Her Diagnosis Doesn’t Define Her
Becoming a parent is a sobering thing. You’re completely responsible for making sure a new little person has everything they need to thrive, grow and learn.
Knowing that little person has something that will make her “different” makes you worry about her having friends, going to school, getting picked on or left out. Knowing that little one will have medical challenges — such as a heart defect — makes your own heart hurt in a way that only parents who’ve been there can truly understand.
With nearly four months remaining in our pregnancy, we learned that the baby we were expecting had a heart defect that would require open-heart surgery. That led to a diagnosis of Down syndrome. It was a harsh reality to us in those months. We were angry, hurt, scared, and so much more.
But now, five surgeries and countless doctor and therapy visits later, we feel blessed. Although our journey with sweet Lila has not been “typical,” or easy, it has been filled with purpose. We can face our journey with strength and courage and determination. Lila does it that way — with every step, every therapy session, every exercise, every challenge to work a little harder. And we are all rewarded when she accomplishes something some parents may take for granted — drinking from a bottle, a straw and now a regular cup; or learning to feed herself, sit up, crawl and now to walk and run.
Lila’s diagnosis doesn’t define her, and we won’t let it limit her, either. We might have to fight a little harder to make sure others don’t limit her, but we know she’s giving it her all, so we will, too.
Depending on the source, as many as 85 percent or more of babies pre-diagnosed with Down syndrome are terminated. That is an incredibly personal decision, but one I believe should be made with accurate information and resources. Thanks to our incredible genetics counselor, we had compassionate care from the beginning.
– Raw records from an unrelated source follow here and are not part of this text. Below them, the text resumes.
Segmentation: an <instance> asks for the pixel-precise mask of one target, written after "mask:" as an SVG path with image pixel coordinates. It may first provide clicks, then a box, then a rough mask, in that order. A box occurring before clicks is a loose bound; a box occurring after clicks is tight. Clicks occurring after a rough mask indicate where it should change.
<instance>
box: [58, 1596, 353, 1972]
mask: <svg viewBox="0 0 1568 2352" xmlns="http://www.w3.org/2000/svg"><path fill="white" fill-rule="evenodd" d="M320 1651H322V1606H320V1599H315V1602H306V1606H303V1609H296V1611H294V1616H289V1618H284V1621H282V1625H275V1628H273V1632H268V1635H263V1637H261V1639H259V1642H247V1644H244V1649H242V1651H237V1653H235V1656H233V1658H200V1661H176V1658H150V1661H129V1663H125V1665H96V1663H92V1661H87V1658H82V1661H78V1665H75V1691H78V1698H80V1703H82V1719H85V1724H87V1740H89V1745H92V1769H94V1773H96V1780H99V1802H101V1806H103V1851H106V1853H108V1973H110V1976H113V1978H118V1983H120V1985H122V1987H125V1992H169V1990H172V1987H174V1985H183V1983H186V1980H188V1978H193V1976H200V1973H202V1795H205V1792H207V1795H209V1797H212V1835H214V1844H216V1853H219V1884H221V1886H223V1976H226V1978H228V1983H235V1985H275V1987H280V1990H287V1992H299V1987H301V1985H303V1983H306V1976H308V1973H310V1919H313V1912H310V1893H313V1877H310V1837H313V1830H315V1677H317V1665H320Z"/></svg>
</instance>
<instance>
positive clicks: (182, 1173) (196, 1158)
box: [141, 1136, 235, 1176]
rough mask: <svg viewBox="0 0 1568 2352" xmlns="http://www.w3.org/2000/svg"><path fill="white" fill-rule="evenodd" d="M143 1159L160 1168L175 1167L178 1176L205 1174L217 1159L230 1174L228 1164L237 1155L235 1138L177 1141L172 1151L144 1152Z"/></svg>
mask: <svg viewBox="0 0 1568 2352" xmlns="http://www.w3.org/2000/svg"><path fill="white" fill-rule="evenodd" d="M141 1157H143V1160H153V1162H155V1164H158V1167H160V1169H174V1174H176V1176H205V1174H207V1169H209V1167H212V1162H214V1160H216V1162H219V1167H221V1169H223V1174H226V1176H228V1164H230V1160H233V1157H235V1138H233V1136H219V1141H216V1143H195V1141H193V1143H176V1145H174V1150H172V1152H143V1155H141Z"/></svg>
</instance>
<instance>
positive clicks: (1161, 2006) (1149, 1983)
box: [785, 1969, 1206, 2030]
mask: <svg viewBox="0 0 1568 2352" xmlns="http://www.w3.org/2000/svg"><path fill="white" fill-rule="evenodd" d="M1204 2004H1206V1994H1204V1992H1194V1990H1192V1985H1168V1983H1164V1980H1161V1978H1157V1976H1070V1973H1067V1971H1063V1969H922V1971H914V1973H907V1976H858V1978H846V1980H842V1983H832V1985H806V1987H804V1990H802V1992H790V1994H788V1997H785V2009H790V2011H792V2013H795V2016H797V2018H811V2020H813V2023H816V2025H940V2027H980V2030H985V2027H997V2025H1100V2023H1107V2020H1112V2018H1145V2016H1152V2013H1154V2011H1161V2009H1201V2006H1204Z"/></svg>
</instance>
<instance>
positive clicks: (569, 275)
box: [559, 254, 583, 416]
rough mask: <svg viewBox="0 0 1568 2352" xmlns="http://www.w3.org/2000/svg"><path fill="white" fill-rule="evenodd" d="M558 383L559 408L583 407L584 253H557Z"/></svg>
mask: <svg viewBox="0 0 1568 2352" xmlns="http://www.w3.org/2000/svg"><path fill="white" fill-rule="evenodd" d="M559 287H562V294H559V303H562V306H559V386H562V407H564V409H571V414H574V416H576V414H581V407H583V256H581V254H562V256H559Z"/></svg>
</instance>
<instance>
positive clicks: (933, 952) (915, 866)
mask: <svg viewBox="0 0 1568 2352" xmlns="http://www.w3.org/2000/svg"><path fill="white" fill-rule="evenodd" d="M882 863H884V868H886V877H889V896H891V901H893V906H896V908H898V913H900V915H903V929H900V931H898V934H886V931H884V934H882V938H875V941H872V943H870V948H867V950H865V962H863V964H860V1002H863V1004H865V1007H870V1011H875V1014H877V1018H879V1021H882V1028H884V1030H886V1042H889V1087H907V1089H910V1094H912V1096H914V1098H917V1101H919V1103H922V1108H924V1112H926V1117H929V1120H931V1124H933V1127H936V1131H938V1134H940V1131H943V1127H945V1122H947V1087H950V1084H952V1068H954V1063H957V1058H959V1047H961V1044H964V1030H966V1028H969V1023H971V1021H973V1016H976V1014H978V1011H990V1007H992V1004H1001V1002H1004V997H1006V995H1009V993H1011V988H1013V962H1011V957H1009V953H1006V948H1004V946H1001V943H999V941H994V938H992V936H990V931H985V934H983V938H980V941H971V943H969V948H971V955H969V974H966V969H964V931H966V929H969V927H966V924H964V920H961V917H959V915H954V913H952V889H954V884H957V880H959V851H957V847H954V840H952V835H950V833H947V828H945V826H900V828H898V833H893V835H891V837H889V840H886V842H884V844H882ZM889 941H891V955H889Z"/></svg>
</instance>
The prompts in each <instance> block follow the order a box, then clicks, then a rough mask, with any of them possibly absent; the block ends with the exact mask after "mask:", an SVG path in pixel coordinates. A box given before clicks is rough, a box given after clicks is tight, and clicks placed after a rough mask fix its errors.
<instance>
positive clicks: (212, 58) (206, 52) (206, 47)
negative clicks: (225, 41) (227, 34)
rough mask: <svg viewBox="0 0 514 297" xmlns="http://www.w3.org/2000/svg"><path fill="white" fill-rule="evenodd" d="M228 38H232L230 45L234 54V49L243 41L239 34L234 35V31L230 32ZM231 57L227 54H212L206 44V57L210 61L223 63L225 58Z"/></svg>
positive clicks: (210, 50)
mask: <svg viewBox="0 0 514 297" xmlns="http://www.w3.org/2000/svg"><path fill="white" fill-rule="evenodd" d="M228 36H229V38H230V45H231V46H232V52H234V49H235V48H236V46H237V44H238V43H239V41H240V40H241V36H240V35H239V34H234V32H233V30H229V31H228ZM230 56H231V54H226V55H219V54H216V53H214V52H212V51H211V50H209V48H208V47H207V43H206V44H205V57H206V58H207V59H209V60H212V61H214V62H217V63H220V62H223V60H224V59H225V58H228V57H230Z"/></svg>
She put us in touch with others who had walked this path before us.
As is the case with any pregnancy, the only certainty was uncertainty. There was no way to know how severe our baby’s health problems would be, or what physical or cognitive challenges she would face. But that was no different from when I was pregnant with my son. Of course, there was plenty to worry about, but without question, we knew her life was worth everything we could give, and that she deserved it as much as any other child.
Today, Lila is happy and healthy. Sure, she has many doctors and spends time each week working with therapists, but she also spends her days in school, loves music and dancing, and is eager to give you a high-five. Sure, she has an extra 21st chromosome, but she also has bright blue eyes and a smile that lifts even the lowest of spirits. If she can embrace life with such enthusiasm, we can certainly share her challenges and accomplishments with others. And others can certainly be more accepting and inclusive — of Lila and of everyone around us who might look or act a little “different.”
We know Lila’s purpose and her life have big meaning. We hope to share even a small portion of that with others, and dispel the myths and limitations falsely associated with Down syndrome. We know Lila’s life is limitless — just as any child’s should be, surrounded by people who love, support and challenge her!
Here are a few facts about Down syndrome from the National Down Syndrome Society:
Down syndrome is the most commonly occurring chromosomal condition. One in every 691 babies in the United States is born with it — in all races and economic levels.
A few common physical traits are low muscle tone, small stature, an upward slant to the eyes and a single, deep crease across the center of the palm. Every person is unique and may have these characteristics to different degrees or not at all.
People with Down syndrome have increased risk for congenital heart defects, respiratory or hearing problems, Alzheimer’s disease, childhood leukemia and thyroid conditions. But these conditions are now treatable, so many lead healthy lives.
Life expectancy has increased dramatically, from 25 in 1983 to 60 today.
People with Down syndrome attend school, work and contribute to society in many ways.